Covax-Geberkonferenz sammelt 2,4 Milliarden Dollar für Corona-Impfkampagne campaign Nürnberger Blatt

Impfung – Bild: lmallo via Twenty20

Ziel übertroffen: Eine virtuelle Geberkonferenz für die internationale Corona-Impfinitiative Covax sammelte 2,4 Milliarden Dollar (1,9 Milliarden Euro) an zusätzlichen Mitteln – rund 400 Millionen mehr als erhofft. Dank der am Mittwoch zugesagten Spenden kann die Initiative nach eigenen Angaben 1,8 Millionen weitere Impfdosen gegen das Coronavirus für Menschen in armen Ländern bereitstellen. Gleichzeitig äußerte die Initiative Besorgnis über einen Mangel an verfügbaren Impfstoffdosen.

Der von Japan und der Gavi Vaccine Alliance organisierte Gipfel zielte darauf ab, 2 Milliarden US-Dollar von staatlichen und privaten Spendern zu sammeln. Das Geld kommt zu den bereits gesammelten 6,3 Milliarden Dollar hinzu.

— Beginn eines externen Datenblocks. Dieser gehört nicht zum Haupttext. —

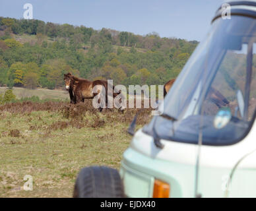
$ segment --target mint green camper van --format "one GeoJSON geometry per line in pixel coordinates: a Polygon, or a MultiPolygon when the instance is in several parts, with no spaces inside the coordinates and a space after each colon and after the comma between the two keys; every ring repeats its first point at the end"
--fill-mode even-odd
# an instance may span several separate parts
{"type": "Polygon", "coordinates": [[[256,197],[256,1],[220,7],[119,171],[81,170],[78,197],[256,197]]]}

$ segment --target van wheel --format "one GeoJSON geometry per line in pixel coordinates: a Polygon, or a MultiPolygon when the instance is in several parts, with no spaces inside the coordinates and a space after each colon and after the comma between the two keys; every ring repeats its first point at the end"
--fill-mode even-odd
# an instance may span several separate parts
{"type": "Polygon", "coordinates": [[[124,197],[123,183],[119,172],[106,166],[83,168],[75,185],[74,198],[124,197]]]}

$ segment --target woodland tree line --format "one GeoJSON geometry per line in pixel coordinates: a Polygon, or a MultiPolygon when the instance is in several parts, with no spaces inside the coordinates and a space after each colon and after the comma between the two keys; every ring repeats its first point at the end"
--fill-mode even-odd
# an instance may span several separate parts
{"type": "Polygon", "coordinates": [[[0,86],[54,89],[63,73],[115,84],[163,84],[176,78],[197,45],[38,20],[0,17],[0,86]]]}

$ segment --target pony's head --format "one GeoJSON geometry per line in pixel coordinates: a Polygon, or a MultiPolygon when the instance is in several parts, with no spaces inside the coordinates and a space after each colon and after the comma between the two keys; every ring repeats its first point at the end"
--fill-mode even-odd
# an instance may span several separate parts
{"type": "Polygon", "coordinates": [[[72,74],[69,73],[67,74],[64,74],[64,81],[66,86],[66,90],[69,90],[69,88],[71,86],[71,79],[72,79],[72,74]]]}

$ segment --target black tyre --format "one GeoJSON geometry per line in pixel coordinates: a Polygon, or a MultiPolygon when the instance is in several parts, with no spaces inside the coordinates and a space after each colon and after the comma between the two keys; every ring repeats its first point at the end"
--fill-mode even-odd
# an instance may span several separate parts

Die Impfstoffe, die 2021 und Anfang 2022 ausgeliefert werden sollen, sollen in mehr als 90 armen Ländern fast 30 Prozent der erwachsenen Bevölkerung schützen. Indien werde aufgrund seiner Größe 20 Prozent der insgesamt verfügbaren Dosen erhalten, sagte Gavi-Vorsitzender Seth Berkley.

Die Spender haben außerdem 775 Millionen US-Dollar zugesagt, um die Impfstoffe zu liefern. Darüber hinaus haben fünf Länder zugesagt, mehr als 54 Millionen Impfdosen an ärmere Länder zu spenden, wodurch sich die Gesamtzahl der geteilten Dosen auf über 132 Millionen erhöht.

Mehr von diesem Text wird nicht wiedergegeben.